Von Alexej Danckwardt

Auf den programmatischen Artikel von Alexander Dugin mit dem genauso aufsehenerregenden wie den Kern des Artikels verfehlenden Titel "Russland braucht Zensur und Repression" hat bereits Gert Ewen Unger geantwortet. Es empfiehlt sich also Dugins Ausgangsartikel genauso zu lesen, wie die schon veröffentlichte Kritik daran. Warum dann also noch Artikel zu einem Thema, das Deutschland nicht unmittelbar betrifft?

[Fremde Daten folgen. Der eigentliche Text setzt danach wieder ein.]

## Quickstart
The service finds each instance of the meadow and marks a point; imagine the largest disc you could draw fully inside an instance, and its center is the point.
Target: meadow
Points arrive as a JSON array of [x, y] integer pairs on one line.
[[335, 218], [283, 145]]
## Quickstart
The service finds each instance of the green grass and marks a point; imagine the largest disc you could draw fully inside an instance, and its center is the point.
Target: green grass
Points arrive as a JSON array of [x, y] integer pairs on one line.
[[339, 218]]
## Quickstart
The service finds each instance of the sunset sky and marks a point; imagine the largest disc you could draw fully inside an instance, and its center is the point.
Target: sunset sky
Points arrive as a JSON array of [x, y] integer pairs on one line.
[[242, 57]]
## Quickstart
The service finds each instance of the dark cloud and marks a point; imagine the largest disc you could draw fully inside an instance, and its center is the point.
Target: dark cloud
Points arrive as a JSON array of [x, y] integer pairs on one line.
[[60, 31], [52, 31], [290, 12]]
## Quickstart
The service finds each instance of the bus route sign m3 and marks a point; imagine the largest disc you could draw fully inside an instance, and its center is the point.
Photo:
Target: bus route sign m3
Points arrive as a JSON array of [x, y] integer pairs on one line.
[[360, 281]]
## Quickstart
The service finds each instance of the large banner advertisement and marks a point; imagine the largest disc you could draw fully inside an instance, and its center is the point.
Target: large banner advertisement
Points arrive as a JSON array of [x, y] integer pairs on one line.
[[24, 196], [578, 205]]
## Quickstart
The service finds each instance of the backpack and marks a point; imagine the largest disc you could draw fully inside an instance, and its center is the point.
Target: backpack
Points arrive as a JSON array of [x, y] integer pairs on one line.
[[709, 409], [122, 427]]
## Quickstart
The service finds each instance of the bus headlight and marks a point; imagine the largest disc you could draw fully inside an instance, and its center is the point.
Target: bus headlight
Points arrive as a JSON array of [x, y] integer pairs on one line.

Auch wenn der Verriss der Perversion, zu der Liberalismus inzwischen verkommen ist, einer gefühlten Mehrheit zwischen Oder und Rhein und zwischen Nordsee und den südlichen Alpenausläufern gefallen wird.

Nun, leider verrennt sich Gert Ewen Unger in einer Debatte darüber, was Liberalismus ist und in einer Verteidigung der Freiheiten, die er durch die Vorschläge des russischen Philosophen angegriffen sieht. Das Problem an Dugin und seiner Ideenwelt ist jedoch ein gänzlich anderes: er ist ein Idealist. Ein Idealist im philosophischen Sinne, also der Gegenpart von jemandem, der sich Materialist nennt. "Das Bewusstsein bestimmt das Sein" versus "das Sein bestimmt das Bewusstsein".

Bevor wir dazu kommen, in welche Sackgassen der Idealismus als Grundlage des Denkens hier in dem ganz konkreten Fall einer Zensur- und Repressionsdebatte den großen Denker geführt hat, klären wir erstmal, worauf Dugin wirklich hinaus will und warum der Titel des Artikels seinen Inhalt verzerrt. 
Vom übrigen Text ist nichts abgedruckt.